Calculating Surface Area of a Revolution Rotated About the Y-Axis

[deerhake.11]

(my first dealings with latex.. so bare with me if this looks a little messed up at first )

Homework Statement

Find the surface area for the equation:
x = 3y^{4/3} - \frac{3}{32}y^{2/3}

with bounds -216 \leq y \leq 216

rotated about the Y-axis.

Homework Equations

\int^a_b 2\pi f(y) \sqrt{1+(\frac{dx}{dy})^2}

The Attempt at a Solution

well... going with that equation i get to this point:

2\pi \int^{216}_{-216} (3y^{4/3} - \frac{3}{32}y^{2/3})(4y^{1/3} + \frac{1}{16}y^{-1/3})

from there I tried to multiply out the equation and solve the integral with the bounds, but it isn't giving me the correct answer.
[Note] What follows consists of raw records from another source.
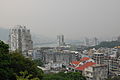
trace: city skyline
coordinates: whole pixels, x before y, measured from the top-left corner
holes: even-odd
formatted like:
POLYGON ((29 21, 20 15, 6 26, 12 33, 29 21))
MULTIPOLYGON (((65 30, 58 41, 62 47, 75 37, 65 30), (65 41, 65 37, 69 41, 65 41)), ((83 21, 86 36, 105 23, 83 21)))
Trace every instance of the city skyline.
POLYGON ((119 0, 0 1, 0 28, 25 25, 48 37, 68 39, 119 36, 119 0))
I'm not sure what I'm doing wrong. I suspect I have to break the integral up smaller pieces but I am not sure where to break it at.

 

[stunner5000pt]

\int^a_b 2\pi f(y) \sqrt{1+\left(\frac{dx}{dy}\right)^2}

you have substituted dx/dy incorrectly into the equation

dx/dy should be inside the root

 

[HallsofIvy]

Because of the symmetry, you can integrate from 0 to 216 and then multiply by 2. What do you get?

 

[deerhake.11]

ok... when I multiply out the integrand I get:

2\pi [12y^{5/3} - \frac{3}{16}y^2 - \frac{9}{2048}y^{1/3}]^{216}_{0}

when I evaluate at 216 & 0, i get 7552892.305... I multiply that by 2 (symmetry) and then multiply that by 2pi, which gives me 94925010.28

edit... nevermind, i made a stupid math mistake. Got it right now, thanks a ton HallsofIvy!